Cities of Ghosts

"Go to Amsterdam, just for a weekend; and return home with one thousand new sights and stories: about meeting lunatics in the coffee shops, about watching madmen snort speed on the train, about hysterical nutters hanging off the lazy trams screaming, about chemically crazed kids in the bare intense clubs dancing faster than you thought possible, and the fools floundering in the canals each night, the tourists taking photos on the canals all day, about the grinning jibberers skinning up on street corners, about the shaky stumbling addicts snorting drugs against blank walls.

"Expect stories about taking drugs: what-happened-on-super-skunk, about sitting still, quietly, for a very very long time, a long time, very very, somewhere, with someone, else, and forgetting, forgetting everything, what was that last bit, don’t know, forgotten, about sex-shows and bizarre magazine images, about hours of giggles, about what and who fell into a canal, about seeing Jesus on the pool table thanks to magic mushrooms, legal and sold over the counter don’t you know, about having a smoke on a street stood next to a smiling mellow copper. About crack-heads on every corner making you feel paranoid along with the dealers left-right-and-centre, about avoiding pick-pockets despite being battered, about the police station in the red-light district: on one side of it a brothel, on the other a coffee shop, about getting clattered and stealing bikes at 4am. About cunningly using the public transport system without paying, about the hotel slept in from 8 in the morning to 3 in the afternoon, about the culinary nirvana of McDonalds, which never tasted so good.

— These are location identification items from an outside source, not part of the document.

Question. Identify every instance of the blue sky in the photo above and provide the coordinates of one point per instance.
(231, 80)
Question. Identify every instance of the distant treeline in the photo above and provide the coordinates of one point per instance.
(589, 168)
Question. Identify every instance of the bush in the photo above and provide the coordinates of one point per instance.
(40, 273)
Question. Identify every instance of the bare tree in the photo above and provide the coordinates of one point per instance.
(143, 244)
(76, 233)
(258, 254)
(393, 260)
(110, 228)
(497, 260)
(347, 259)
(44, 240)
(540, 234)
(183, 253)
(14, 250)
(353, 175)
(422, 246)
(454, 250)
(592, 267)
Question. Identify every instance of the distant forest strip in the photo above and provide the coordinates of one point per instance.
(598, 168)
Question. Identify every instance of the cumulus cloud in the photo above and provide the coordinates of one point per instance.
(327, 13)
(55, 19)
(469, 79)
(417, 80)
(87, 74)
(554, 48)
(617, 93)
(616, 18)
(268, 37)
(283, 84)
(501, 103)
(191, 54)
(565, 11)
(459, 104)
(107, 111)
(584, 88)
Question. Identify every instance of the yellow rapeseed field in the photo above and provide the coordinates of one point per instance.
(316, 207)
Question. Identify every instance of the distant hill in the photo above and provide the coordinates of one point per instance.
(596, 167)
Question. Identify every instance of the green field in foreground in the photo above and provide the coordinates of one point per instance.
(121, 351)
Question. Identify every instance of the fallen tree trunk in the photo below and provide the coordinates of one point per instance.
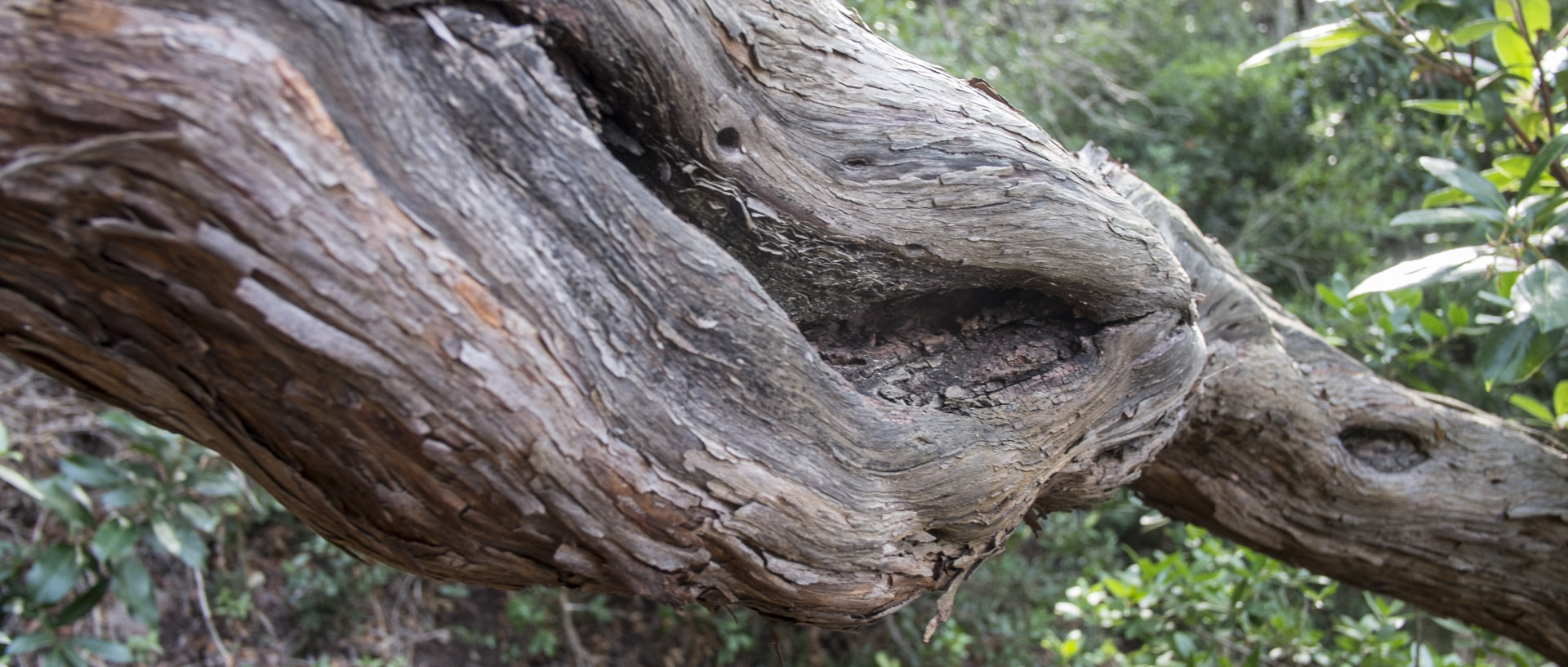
(693, 301)
(1302, 453)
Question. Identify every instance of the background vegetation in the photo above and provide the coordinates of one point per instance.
(126, 544)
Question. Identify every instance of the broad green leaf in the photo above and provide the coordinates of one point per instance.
(1513, 353)
(1513, 165)
(1474, 30)
(1297, 41)
(1463, 215)
(1341, 38)
(1443, 266)
(1542, 162)
(198, 515)
(1438, 107)
(30, 643)
(1512, 42)
(66, 500)
(54, 573)
(1445, 196)
(82, 605)
(114, 539)
(107, 650)
(1532, 407)
(1471, 182)
(20, 482)
(1542, 293)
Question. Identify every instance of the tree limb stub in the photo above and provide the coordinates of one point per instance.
(1300, 451)
(383, 259)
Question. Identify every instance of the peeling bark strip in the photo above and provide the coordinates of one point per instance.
(1298, 451)
(383, 260)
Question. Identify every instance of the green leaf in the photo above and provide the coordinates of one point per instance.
(66, 500)
(198, 515)
(82, 605)
(1438, 107)
(1512, 354)
(1324, 35)
(1468, 180)
(114, 539)
(1462, 215)
(134, 586)
(1532, 407)
(20, 482)
(1433, 324)
(1544, 160)
(54, 573)
(1184, 644)
(1474, 30)
(107, 650)
(1443, 266)
(1542, 293)
(30, 643)
(1445, 196)
(90, 472)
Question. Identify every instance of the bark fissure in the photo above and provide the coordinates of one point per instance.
(513, 293)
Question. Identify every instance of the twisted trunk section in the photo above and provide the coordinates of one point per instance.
(688, 300)
(385, 259)
(1302, 453)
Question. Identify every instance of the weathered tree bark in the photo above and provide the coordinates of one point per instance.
(1297, 450)
(693, 301)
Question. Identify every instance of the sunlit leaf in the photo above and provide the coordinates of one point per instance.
(1440, 107)
(1468, 180)
(1512, 42)
(1474, 30)
(1542, 293)
(1443, 266)
(1463, 215)
(1298, 41)
(20, 482)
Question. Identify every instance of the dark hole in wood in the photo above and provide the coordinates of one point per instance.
(1385, 450)
(957, 349)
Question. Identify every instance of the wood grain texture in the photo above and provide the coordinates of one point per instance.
(385, 260)
(1302, 453)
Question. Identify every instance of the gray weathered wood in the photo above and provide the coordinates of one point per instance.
(702, 301)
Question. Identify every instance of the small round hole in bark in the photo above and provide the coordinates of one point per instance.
(1385, 450)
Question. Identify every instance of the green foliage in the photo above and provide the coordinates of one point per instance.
(1501, 63)
(99, 517)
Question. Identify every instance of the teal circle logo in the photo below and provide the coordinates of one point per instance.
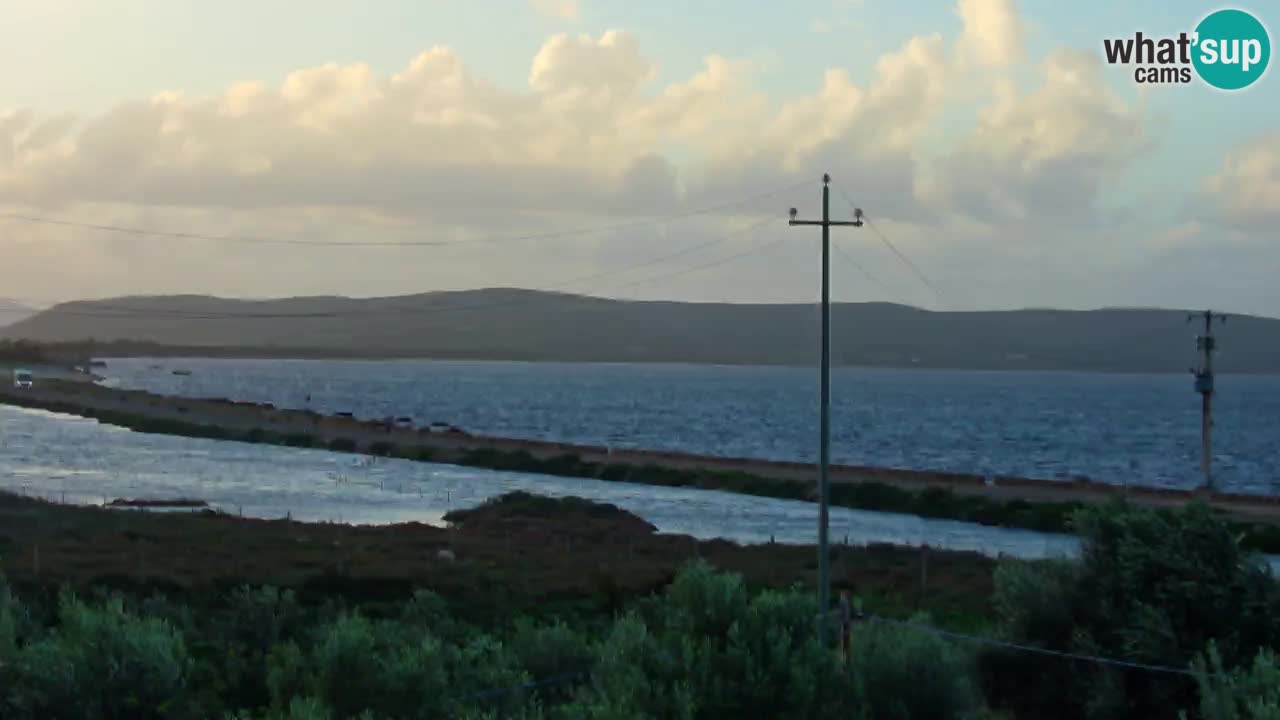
(1232, 49)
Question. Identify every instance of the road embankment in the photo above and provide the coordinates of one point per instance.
(1018, 502)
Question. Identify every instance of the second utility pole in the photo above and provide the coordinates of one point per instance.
(824, 411)
(1206, 343)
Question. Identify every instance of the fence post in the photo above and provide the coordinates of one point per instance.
(845, 618)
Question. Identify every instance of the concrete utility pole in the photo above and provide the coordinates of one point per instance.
(824, 413)
(1206, 343)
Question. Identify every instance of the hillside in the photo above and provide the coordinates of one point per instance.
(13, 311)
(515, 324)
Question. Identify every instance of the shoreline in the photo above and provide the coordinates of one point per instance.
(1008, 501)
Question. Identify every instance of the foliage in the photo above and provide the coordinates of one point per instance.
(1152, 588)
(707, 647)
(101, 662)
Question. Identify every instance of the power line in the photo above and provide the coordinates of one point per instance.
(860, 268)
(124, 311)
(894, 249)
(248, 240)
(1005, 645)
(713, 263)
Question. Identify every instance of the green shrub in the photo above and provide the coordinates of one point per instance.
(101, 664)
(1151, 587)
(342, 445)
(1248, 693)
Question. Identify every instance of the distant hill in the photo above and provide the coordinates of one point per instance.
(14, 313)
(519, 324)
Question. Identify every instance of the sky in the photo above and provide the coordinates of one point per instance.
(636, 150)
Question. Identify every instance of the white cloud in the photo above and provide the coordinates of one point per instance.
(560, 9)
(1045, 154)
(434, 151)
(1247, 186)
(993, 32)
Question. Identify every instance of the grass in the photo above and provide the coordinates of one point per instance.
(516, 554)
(935, 502)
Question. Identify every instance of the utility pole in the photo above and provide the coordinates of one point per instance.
(824, 402)
(1206, 343)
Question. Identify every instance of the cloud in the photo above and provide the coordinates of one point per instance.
(993, 32)
(1046, 154)
(590, 135)
(560, 9)
(1247, 187)
(434, 151)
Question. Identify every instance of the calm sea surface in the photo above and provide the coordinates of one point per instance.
(80, 461)
(1139, 429)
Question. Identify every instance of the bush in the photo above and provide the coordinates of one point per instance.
(101, 664)
(905, 674)
(1151, 587)
(342, 445)
(1249, 693)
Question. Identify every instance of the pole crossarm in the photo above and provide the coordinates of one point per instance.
(826, 223)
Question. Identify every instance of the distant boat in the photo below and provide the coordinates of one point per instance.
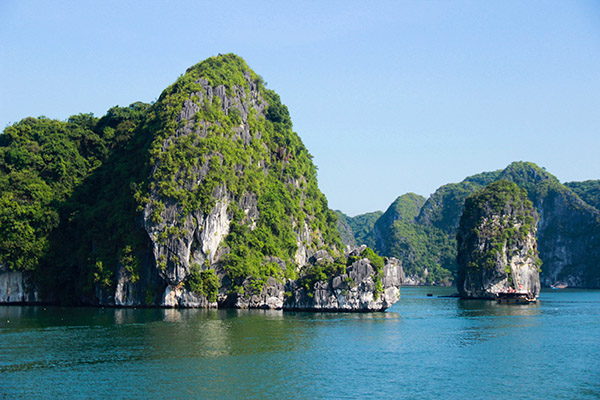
(514, 297)
(559, 285)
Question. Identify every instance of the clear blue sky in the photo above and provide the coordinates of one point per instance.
(389, 96)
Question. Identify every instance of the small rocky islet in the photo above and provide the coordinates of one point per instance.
(497, 246)
(207, 198)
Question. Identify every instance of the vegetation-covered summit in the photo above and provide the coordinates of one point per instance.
(568, 231)
(497, 250)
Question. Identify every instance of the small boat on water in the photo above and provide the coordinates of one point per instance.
(559, 285)
(513, 296)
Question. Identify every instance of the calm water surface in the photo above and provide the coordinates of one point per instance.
(421, 348)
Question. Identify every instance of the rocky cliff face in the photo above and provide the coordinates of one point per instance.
(497, 248)
(568, 232)
(17, 287)
(360, 288)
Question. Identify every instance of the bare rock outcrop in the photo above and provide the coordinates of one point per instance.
(497, 248)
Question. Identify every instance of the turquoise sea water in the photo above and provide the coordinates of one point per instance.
(421, 348)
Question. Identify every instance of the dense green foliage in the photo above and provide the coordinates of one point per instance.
(325, 270)
(346, 232)
(274, 165)
(428, 242)
(81, 187)
(41, 162)
(501, 216)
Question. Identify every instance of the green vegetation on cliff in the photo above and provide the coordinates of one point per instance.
(193, 158)
(81, 187)
(516, 218)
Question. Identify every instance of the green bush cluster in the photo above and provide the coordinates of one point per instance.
(205, 283)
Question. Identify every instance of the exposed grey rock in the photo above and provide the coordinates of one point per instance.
(180, 296)
(497, 250)
(271, 296)
(353, 291)
(17, 287)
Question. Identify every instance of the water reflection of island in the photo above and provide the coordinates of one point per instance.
(486, 320)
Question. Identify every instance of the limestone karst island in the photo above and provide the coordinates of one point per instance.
(207, 198)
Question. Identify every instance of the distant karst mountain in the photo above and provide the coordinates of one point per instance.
(205, 198)
(568, 231)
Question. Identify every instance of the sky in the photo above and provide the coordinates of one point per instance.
(389, 97)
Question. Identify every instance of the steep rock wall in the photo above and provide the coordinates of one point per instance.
(497, 248)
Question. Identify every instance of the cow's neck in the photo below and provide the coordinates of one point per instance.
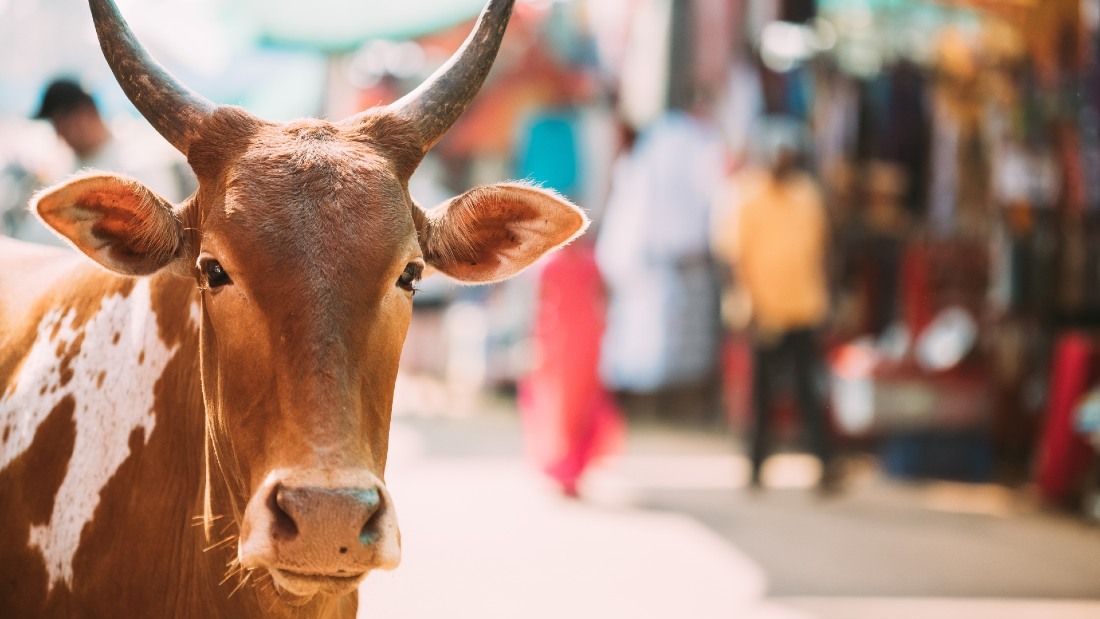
(102, 463)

"Or instead do the whole thing properly: go to the vast Dutch port and city of Rotterdam, not for a weekend, but for three months, for January and February and March. That’s twenty times longer than a weekend. And there’s half-again more coffee shops in Rotterdam than in Amsterdam, so roughly double the available quantity of drugs. And there’s no tourists: making Rotterdam skunk half the price of Amsterdam skunk, and double the quality. Treble.

"Rotterdam, a real world city, a town without tourists, not like that little vice cul-de-sac up the coast (which is only a train-ride away anyway); Rotterdam, not just a city sating the simple desires of foreigners for escapism and vice, but a real part of Holland, not just a cauldron conjuring sights and stories for tourists, with whores for witches and drugs for broth. So: go for six weeks, and after quick multiplication, you can expect to return home with … about a million stories about drugs, about nutcases, about the Dutch, about the sex, and some truths about another country. About a million stories to be expected from three months in Rotterdam, rent-free, admittedly on a shoestring budget, but staying there with your best mate from school in the student flats. Perfect. About a million stories about mad people and taking drugs and both. Sat in a cold waiting room, you must be excited for the first time in months.

"Rotterdam, Rotterdam. Rotterdam: town without tourists, place without a trail of photo opportunities provided by neat maps sold by fake friendly locals on corners, a stretch of land without people there for the banal excitement of having a holiday memory consisting of ‘something different’ now found in a photo album under a coffee table; place of people living daily lives, same routine, same street, not visiting some quick and easy gallery for foreigners with video cameras after a cultural fix to talk about in distant dinner parties, but ordinary Dutch people sitting in the same places, places of routine, meaningful repetition, rounding the same bend most days, boarding the same tram and paying the same fare, muttering at the same stuff and spreading jokes amongst each other. Not for tourists, not for travellers, not for nothing but normal life, hardcore Dutch life. And life that starts anew."

Remember that? I, Fist, asked him this afternoon. Remember that? He'll get back to you tomorrow.